Subscription vs. single price, which payment model works best?

Two main pricing models – subscription-based and single price or perpetual licensing – suit any product, physical or abstract. Subscription services might be more suited to expensive items and services, but there are no rules as to how they can be used: for instance, buying kitchen towel in a supermarket is obviously single price, and subscribing to fortnightly deliveries of kitchen towels on Amazon is a subscription. 

However, just because there are no rules doesn’t mean both options work for every product or company.

Subscription models

One of the greater advantages of subscription-based models is that the pricing is often less intimidating and so more inviting for a customer. For instance in the automobile industry payments are taken in affordable chunks. 

Subscription pricing models allow companies like Netflix to offer an impressive product – hundreds of TV series and movies – for a relatively low £5.99/month, less than most DVDs.

Furthermore: it offers customers the chance to ‘dip their toe’ in. Netflix’s £5.99 subscription is an affordable offer for customers to test how much they want unlimited film/TV. Had Netflix opted for a one-off or more annual license, e.g. £72/year, it would discourage fence-sitters. 

On Netflix, consumers have discovered ‘binge-watching’- watching a series in its entirety in one sitting. It is entirely likely that without a cheap, monthly subscription model consumers would never have discovered the advantages of TV series on tap, and the service wouldn’t be as popular as it is now.

Subscription models also allow companies to introduce, modulate and remove product features easier than with single-price. This is especially true for software companies. Subscription models create an ongoing relationship between company and consumer. This encourages brand loyalty, but also means that when the product is distributed, be that a physical export or a software update, it can be done without consumer/product disruption.

This isn’t always true: there have been plenty of cases when consumers have bitten back after a product was been changed or updated. Two simple observations of this fact are: companies need to change in order in innovate, and many customers fear change.

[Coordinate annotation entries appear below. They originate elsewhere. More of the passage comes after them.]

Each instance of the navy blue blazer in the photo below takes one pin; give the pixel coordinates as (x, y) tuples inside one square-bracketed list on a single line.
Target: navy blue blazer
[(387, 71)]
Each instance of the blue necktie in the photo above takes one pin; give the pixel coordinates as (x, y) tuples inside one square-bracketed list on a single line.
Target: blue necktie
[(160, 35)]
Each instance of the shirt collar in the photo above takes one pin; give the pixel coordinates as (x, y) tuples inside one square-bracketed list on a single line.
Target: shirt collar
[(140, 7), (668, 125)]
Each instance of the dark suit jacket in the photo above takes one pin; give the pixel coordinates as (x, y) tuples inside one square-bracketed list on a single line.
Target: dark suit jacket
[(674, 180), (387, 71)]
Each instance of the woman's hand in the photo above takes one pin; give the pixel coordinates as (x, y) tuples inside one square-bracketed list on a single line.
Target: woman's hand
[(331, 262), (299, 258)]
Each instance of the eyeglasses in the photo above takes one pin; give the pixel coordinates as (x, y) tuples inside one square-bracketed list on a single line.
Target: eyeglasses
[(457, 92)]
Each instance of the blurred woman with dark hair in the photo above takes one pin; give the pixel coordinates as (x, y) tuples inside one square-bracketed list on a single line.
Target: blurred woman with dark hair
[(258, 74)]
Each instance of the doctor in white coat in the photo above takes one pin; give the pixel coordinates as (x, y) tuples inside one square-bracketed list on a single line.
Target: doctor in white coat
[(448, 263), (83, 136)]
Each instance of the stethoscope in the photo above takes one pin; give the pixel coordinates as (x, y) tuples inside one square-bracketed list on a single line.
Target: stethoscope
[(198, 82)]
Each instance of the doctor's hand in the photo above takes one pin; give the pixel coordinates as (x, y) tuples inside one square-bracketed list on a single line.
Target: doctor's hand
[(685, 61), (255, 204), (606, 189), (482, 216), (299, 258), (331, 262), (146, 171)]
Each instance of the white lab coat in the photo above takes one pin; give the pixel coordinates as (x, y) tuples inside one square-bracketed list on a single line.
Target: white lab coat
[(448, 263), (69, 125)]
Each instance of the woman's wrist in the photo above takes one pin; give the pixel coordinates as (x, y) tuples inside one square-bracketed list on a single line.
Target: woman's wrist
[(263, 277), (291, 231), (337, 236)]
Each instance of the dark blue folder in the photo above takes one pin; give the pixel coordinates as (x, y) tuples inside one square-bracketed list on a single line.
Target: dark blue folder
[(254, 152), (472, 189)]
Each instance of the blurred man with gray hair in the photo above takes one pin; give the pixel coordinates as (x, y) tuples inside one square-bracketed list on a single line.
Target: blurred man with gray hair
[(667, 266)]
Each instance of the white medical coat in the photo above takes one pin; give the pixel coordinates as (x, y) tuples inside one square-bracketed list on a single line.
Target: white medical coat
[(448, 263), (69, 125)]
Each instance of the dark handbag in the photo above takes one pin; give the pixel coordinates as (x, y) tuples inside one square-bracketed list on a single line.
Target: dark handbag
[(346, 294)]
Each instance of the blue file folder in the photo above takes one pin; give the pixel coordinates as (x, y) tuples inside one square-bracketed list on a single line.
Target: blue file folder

Popular services like Facebook who have changed have always immediate flak but are ultimately accepted.

In his analysis of his own journey with Instagrate Pro, Ian Poulson says the advantage of a subscription model for his digital product was that  a single price meant he couldn’t charge for the inevitable support he had to give customers. 

He ended up in a race with his own business: building a consumer base as quick as possible, to pay for the support demands of an expanding user base! They switched to an annual license, and it has worked better for them.

Single price

Chief among the advantages of simple pricing is, well, simplicity. 

Knowing a product or service will be owned without further transaction after purchase is comforting. Secondly: it avoids any tiered payment plans, which is often done in subscription modelling. For example, a magazine might have £12 for 12 issues at £1 per issue, and £20 for 24, at 83p/issue. This creates additional complexity and may confuse and disenfranchise a potential customer.

Plus: subscription models are also often simply unsuitable. Think of paying for £1.20 for a loaf of bread in several payments (as an extreme example), or at a café: being asked to pay for your lunch in 4 instalments. It adds complexity and unnecessary work – even if no further legwork is required by the consumer. 

Additionally, single-pricing avoids the mediation required if one payment down the line in a subscription fails. In a single price model, either the customers pays or they don’t.

If in the case that a subscription has to be used, it should be laid out clearly and in brief to avoid misunderstanding and confusion.

Break-down

One of the most important things for a company in considering its pricing models is whether that model works for the product. Other important points are that it suits the demands of the consumer and their ability to afford it at the time of purchase or subscription. Taking these things into account, the right answer should become clearer.

Ultimately, the pricing model is about distribution: the way a company reaches the customers it wants. The faster and easier (for mind and wallet) this is for them, the more successful they’ll make that connection.